Ernest E. Just, an early 20th-century African American biologist of international standing who is best known for his elucidation of the fast and slow blocks to polyspermy, made important contributions to a number of areas of biology: the breeding behavior of marine invertebrates, the fertilization reaction in sea urchin and other marine animals, and experimental parthenogenesis. But the impact of his work extends also into the area of embryo morphogenesis. Specifically, his work appears to have influenced the work of the pioneering embryologist Johannes Holtfreter. First of all, Just's experiments demonstrating developmental stage-specific changes in the adhesiveness of the blastomeres of cleavage embryos helped lay the foundation for Holtfreter's concept of tissue affinity in amphibian embryo morphogenesis. Secondly, Just's notion of the intrinsic irritability of the egg cell, which is revealed during experimental parthenogenesis, strongly informed Holtfreter's conception of autoinduction. The acknowledgement of Just's contributions to these concepts of tissue affinity and autoinduction is important, for it connects Just with Holtfreter and places Just's work in a direct line with all that came afterward. Giving due credit to Just is important also because the same oppressive forces that stymied his achievements also militated against his receiving proper recognition. His fellow American scientists used his insights but they often did not cite his work. They may have felt justified in doing this because Just was not well liked in America; they may have felt they could get away with it because Just was black. He was not a member of the scientific establishment; he had no recourse to fight back. Such historical examples of the unfair treatment of one scientist by others certainly are not unique to Just's situation. But it is still important to set the record straight.

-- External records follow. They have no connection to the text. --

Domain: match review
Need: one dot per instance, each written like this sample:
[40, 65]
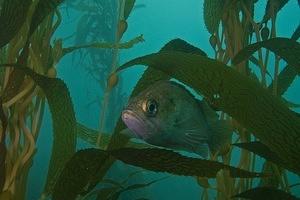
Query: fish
[168, 115]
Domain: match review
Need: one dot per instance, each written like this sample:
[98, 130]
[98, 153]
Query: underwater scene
[149, 99]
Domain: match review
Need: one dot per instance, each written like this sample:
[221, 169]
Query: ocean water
[159, 22]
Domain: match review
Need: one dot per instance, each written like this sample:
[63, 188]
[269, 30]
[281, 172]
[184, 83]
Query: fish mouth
[135, 123]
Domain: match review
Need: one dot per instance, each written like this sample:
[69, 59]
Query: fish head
[150, 113]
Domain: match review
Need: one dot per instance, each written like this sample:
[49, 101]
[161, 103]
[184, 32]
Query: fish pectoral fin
[128, 133]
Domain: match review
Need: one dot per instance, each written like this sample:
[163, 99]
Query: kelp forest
[244, 81]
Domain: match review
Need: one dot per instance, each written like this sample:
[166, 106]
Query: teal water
[159, 22]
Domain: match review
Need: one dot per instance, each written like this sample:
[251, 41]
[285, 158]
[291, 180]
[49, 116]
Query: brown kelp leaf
[162, 160]
[285, 79]
[3, 150]
[83, 170]
[263, 193]
[288, 74]
[129, 4]
[12, 16]
[261, 150]
[79, 174]
[286, 48]
[42, 10]
[275, 179]
[64, 122]
[212, 13]
[242, 98]
[272, 8]
[136, 186]
[296, 34]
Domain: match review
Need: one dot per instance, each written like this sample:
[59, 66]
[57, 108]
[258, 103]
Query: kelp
[3, 149]
[287, 49]
[129, 4]
[12, 17]
[79, 175]
[82, 171]
[242, 98]
[117, 194]
[272, 8]
[43, 8]
[90, 136]
[288, 74]
[64, 123]
[260, 193]
[212, 11]
[105, 45]
[117, 189]
[261, 150]
[162, 160]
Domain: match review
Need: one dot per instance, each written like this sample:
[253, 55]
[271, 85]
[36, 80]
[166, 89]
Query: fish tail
[220, 135]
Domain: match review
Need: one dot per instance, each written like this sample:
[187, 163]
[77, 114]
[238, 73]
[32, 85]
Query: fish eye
[150, 107]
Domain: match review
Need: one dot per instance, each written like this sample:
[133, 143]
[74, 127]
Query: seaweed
[64, 122]
[12, 17]
[287, 49]
[261, 150]
[82, 171]
[260, 193]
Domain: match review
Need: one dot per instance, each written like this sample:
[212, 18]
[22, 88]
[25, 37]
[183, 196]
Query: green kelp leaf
[242, 98]
[103, 193]
[43, 9]
[83, 170]
[116, 195]
[285, 79]
[79, 174]
[162, 160]
[274, 180]
[288, 74]
[64, 123]
[296, 34]
[90, 135]
[129, 4]
[263, 193]
[272, 8]
[12, 16]
[212, 11]
[261, 150]
[286, 48]
[290, 104]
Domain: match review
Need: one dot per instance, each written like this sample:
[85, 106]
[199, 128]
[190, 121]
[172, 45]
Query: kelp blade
[79, 174]
[82, 171]
[162, 160]
[263, 193]
[242, 98]
[64, 123]
[261, 150]
[12, 17]
[286, 48]
[43, 9]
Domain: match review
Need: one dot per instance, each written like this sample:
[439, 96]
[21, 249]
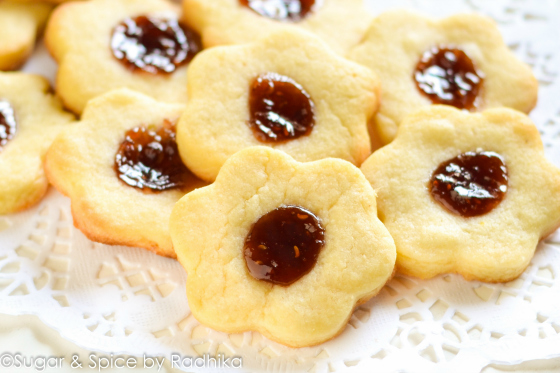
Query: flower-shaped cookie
[288, 91]
[20, 25]
[466, 193]
[341, 23]
[121, 169]
[30, 119]
[460, 61]
[280, 247]
[108, 44]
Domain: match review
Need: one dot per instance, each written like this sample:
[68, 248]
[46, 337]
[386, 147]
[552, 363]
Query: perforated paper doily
[122, 300]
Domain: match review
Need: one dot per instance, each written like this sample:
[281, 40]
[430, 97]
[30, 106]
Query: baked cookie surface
[340, 23]
[21, 22]
[461, 61]
[482, 220]
[212, 227]
[287, 91]
[30, 119]
[119, 195]
[109, 44]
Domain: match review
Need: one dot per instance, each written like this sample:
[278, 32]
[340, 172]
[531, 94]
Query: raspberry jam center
[448, 76]
[280, 109]
[148, 159]
[284, 245]
[471, 184]
[153, 45]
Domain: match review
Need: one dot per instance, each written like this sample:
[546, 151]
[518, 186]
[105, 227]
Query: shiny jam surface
[284, 245]
[281, 10]
[154, 45]
[7, 123]
[280, 109]
[148, 159]
[471, 184]
[448, 76]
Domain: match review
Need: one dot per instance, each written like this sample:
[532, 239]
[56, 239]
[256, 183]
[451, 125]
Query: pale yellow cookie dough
[396, 41]
[80, 164]
[340, 23]
[20, 25]
[78, 36]
[39, 117]
[495, 247]
[214, 125]
[209, 228]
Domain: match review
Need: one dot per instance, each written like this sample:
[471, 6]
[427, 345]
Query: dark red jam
[284, 245]
[7, 123]
[471, 184]
[281, 10]
[280, 109]
[448, 76]
[148, 159]
[154, 45]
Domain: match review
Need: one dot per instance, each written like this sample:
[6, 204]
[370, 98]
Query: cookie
[20, 25]
[30, 119]
[108, 44]
[466, 193]
[288, 91]
[460, 61]
[287, 248]
[120, 167]
[340, 23]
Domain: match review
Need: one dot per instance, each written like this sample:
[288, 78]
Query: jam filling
[448, 76]
[284, 245]
[281, 10]
[148, 159]
[7, 123]
[280, 109]
[153, 45]
[471, 184]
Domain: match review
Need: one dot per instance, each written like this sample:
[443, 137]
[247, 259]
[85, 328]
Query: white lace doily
[122, 300]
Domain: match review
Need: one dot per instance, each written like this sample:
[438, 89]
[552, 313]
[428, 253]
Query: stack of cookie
[229, 135]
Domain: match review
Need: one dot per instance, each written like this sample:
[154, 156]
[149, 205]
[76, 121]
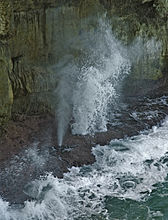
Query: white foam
[126, 168]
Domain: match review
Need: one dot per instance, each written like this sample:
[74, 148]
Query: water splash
[87, 88]
[126, 168]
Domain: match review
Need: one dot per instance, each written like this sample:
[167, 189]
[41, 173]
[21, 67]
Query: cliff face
[36, 34]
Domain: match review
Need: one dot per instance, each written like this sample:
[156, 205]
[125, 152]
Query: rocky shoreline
[29, 150]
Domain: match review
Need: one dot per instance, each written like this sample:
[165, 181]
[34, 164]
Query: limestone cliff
[36, 34]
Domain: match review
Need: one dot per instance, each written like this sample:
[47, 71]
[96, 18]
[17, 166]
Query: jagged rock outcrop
[36, 34]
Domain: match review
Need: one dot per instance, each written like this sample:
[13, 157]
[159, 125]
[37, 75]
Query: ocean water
[127, 181]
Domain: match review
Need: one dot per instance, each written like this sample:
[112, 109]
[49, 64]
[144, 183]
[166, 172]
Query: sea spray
[88, 84]
[67, 74]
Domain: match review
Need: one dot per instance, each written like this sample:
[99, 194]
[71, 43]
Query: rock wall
[36, 34]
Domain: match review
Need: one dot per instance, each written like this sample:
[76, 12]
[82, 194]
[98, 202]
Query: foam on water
[126, 168]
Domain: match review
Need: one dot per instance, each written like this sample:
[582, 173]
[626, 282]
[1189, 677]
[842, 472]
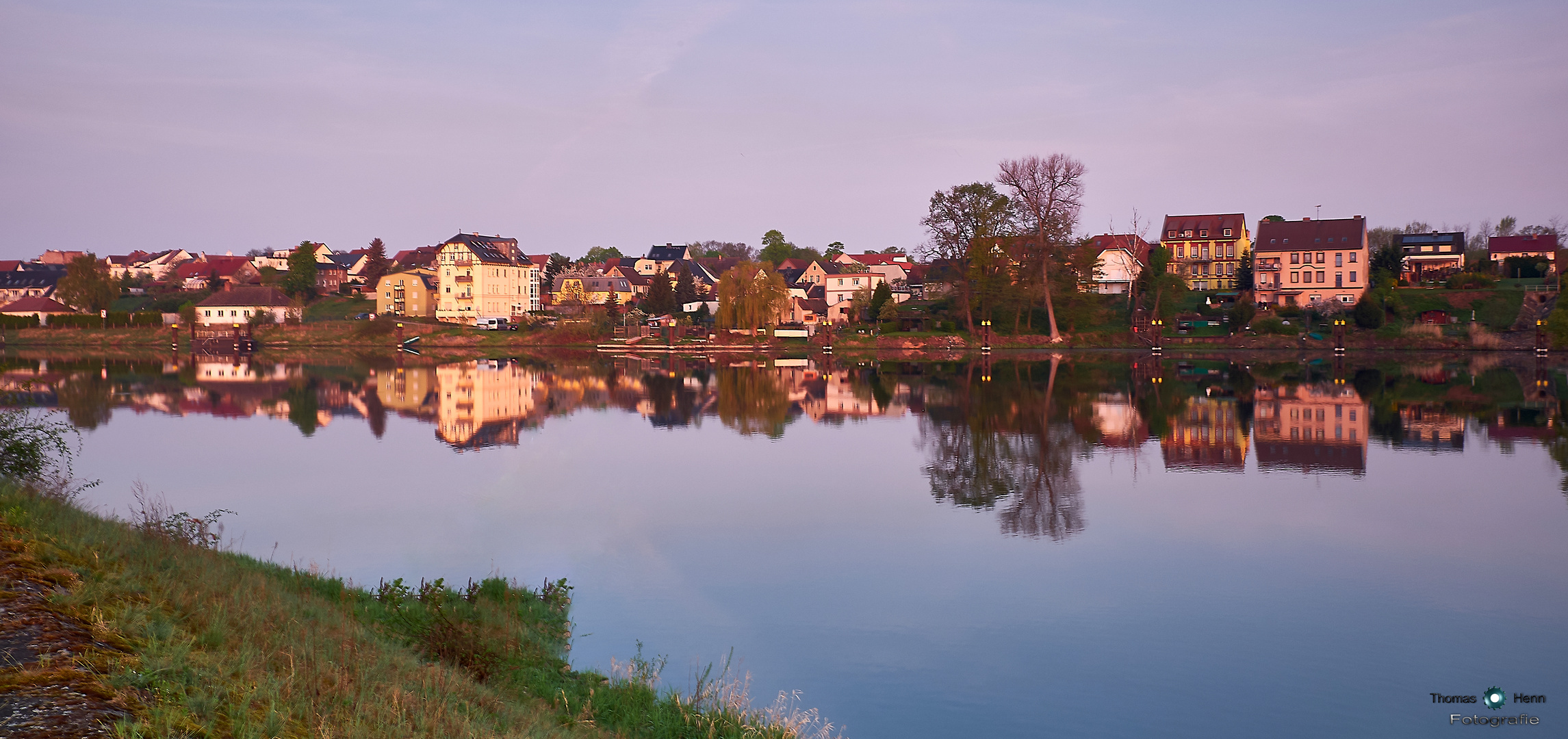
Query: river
[1075, 545]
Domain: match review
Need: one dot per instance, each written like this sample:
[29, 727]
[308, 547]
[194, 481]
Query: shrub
[1272, 327]
[1242, 314]
[1370, 311]
[1471, 281]
[1484, 339]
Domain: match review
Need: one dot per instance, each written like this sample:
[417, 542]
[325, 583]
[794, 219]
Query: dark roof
[416, 258]
[489, 248]
[268, 297]
[13, 280]
[1521, 244]
[669, 253]
[35, 303]
[1308, 234]
[1214, 223]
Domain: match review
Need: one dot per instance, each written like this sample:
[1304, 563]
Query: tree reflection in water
[998, 446]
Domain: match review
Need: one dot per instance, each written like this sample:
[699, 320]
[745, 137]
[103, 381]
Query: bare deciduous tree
[1049, 194]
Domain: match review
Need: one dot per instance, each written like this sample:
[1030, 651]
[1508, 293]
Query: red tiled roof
[1133, 242]
[872, 259]
[34, 304]
[214, 265]
[1308, 234]
[1521, 244]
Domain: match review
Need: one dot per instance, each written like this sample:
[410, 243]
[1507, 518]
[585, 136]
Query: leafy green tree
[302, 270]
[880, 297]
[890, 311]
[375, 264]
[660, 297]
[686, 286]
[612, 307]
[775, 250]
[1388, 264]
[750, 296]
[955, 220]
[552, 269]
[601, 255]
[1244, 272]
[1370, 311]
[87, 285]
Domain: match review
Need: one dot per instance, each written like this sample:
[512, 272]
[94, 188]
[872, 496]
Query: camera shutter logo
[1495, 697]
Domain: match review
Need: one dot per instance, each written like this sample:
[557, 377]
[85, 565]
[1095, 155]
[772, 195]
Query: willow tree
[750, 296]
[1048, 194]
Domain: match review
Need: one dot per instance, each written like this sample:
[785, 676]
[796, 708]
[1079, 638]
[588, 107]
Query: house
[239, 303]
[217, 272]
[353, 265]
[424, 256]
[330, 278]
[665, 258]
[485, 275]
[36, 307]
[1540, 247]
[1432, 256]
[29, 285]
[1122, 259]
[1206, 248]
[591, 289]
[1303, 263]
[60, 258]
[408, 292]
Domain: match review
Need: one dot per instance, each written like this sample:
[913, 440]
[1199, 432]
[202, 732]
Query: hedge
[115, 319]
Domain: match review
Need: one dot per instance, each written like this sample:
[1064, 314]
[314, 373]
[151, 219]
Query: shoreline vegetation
[149, 628]
[450, 338]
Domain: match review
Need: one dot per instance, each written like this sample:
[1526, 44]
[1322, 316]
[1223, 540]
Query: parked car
[494, 324]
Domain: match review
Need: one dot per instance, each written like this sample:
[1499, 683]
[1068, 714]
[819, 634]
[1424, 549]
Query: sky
[237, 126]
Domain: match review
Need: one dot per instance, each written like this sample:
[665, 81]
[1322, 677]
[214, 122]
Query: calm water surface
[1093, 545]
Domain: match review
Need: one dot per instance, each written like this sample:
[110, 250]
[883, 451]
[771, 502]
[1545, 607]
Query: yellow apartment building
[411, 292]
[485, 276]
[1206, 250]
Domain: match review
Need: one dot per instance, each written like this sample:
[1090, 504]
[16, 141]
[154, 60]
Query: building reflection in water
[1319, 427]
[1206, 437]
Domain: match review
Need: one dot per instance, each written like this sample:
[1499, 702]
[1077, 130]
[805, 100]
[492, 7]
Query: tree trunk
[1044, 285]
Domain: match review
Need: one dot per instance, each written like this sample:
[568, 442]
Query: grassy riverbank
[184, 639]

Frank Lillie, Just's friend and mentor at Woods Hole who stood by him until the end, wrote a moving obituary of Just in Science the year after he died. In it, he said: "… That a man of his ability, scientific devotion, and of such strong personal loyalties as he gave and received, should have been warped in the land of his birth must remain a matter for regret" (Lillie, 1942). James F. Crow, in a charming and accessible essay on the life and work of Just, writes: "How I wish Ernest Just had been born a century later" (Crow, 2008). Indeed, how much more might Just have accomplished had he been born later, when segregation and racist attitudes had diminished? Yet his achievements stand on their own merit. The fact is that he did make important contributions despite the oppressive social and cultural milieu that existed. Moreover, one could argue that the insights he had about the workings of nature were deeply informed by his unique life experiences. Remove the experiences and the insights vanish. Ultimately, science is a human and a social endeavor. Great discoveries and insights in science are often informed by experiences and images from the scientist's life. Gilbert (1988) has suggested that Just's strong gravitation toward holism, his emphasis on the importance of the cell surface as opposed to the nucleus, was in large part a manifestation of his being African-American in the early twentieth century. If Just had not experienced discrimination and rejection in the United States, he would not have spent so much time in Europe, and he would not have embraced the more holistic, integrated view of European biologists. In the end, what is singularly impressive is that, in the midst of crushing inequalities and, ironically, also because of them, Just made unique and significant contributions to biology that continue to resonate today. These lasting contributions are a testament to the brilliance and the indomitable intellectual ferocity of Just.

Acknowledgments

The author would like to thank Scott Gilbert and Stuart Newman for their general encouragement and support of his work on E. E. Just, and three anonymous reviewers for their helpful comments on an earlier draft of this paper.

Footnotes

1Unless otherwise indicated, the material for this biographical sketch was obtained from Kenneth Manning's excellent biography of Just, Black Apollo of Science (1983).